第11話 火災



 それは、不幸中の幸いであったかもしれない。


 正月の朝覲ちょうきん行幸――主上がお母さまである陽明門院さまのもとへと新年のご挨拶に向かわれることですけど――の通例として、お供する我ら東豎子あずまわらわには帛布が下賜される。

 で、その帛布を真新しいほうに仕立てるんだけど。

 自分でやっても良いところ、そこを同僚・縫殿ぬい女嬬にょじゅに頼むわけです、いくばくかのお礼を包んで。何かと物入りになる年の瀬にちょっとした副業の依頼、これぞ同僚とのお付き合いってヤツですよ。私が不器用で仕立てられないとか、そういう理由じゃあないんですからね?

 その袍ができたと連絡が入った二日後、十二月は十一日のこと。勤務終わりの昼下がり、仕上げに衣装合わせをしようと、東豎子全員が内裏に集合した。
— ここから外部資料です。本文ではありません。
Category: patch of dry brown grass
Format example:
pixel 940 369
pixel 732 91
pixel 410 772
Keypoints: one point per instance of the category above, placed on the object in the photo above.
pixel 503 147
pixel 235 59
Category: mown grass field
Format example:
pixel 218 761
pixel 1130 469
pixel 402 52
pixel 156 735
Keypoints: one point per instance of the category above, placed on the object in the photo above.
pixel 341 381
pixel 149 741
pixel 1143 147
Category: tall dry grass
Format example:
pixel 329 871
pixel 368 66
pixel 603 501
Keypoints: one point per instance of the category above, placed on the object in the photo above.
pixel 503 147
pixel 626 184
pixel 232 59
 狭い一角に四人が揃い、真新しい袍に身を包んで、「今年もお疲れ様でした」、「また来年もよろしくお願いします」……なんてやってるところに。


 「火事です!」

 

 ほんとうに幸いだった。動きやすい男装束に着替えたところ、それも四人全員が揃っていたんだから。

 

 「宿禰すくねさまと私は主上の御元へこうじ、ご動座のお輿に随伴いたします。小姫さんは女官たちの避難を誘導、くれぐれもご無理は禁物と心得られよ! 紀朝臣は典侍さま並びに勾当内侍こうとうのないしさまをお守り参らせ!」


 さすがは筆頭かあさま、しっかりしてるわ。

 なんて、正直に尊敬の念を覚えたその直後、カッと開かれた口から怒鳴り声。


 「命に代えてもお守り参らせよ!」


 小姫さんとの扱いの差、ひどい話だと心中愚痴らずにはいられないけど。

 何も私の命より典侍さま・勾当内侍さまの命が重いってわけじゃなくて。お二人は賢所かしこどころ(三種の神器・八咫鏡やたのかがみ、またその安置所)を守護される任務をお持ちだからってことなんです。
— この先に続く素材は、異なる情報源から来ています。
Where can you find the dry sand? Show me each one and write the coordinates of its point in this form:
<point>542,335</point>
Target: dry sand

 御剣御璽は常に主上のお側におわしますから、避難もご一緒になさいますけれど。御神鏡だけは後宮に安置されている。だから内侍司の責任者が御動座参らせなくてはいけないんです。

 まあつまり、私の命より典侍さま内侍さまの命より御神鏡のほうが重いってこと。でもそれは、女官ならば当然ですから。

 なお万全を期すならば、小姫さんと二人で任に当たっても良いところだけど。代々続く後宮の人間関係とかそういうことを思えば、ね? 誰より身軽な東豎子が四人いて、仲間を助けるのに一人も割かないってわけにもいかないのですよ。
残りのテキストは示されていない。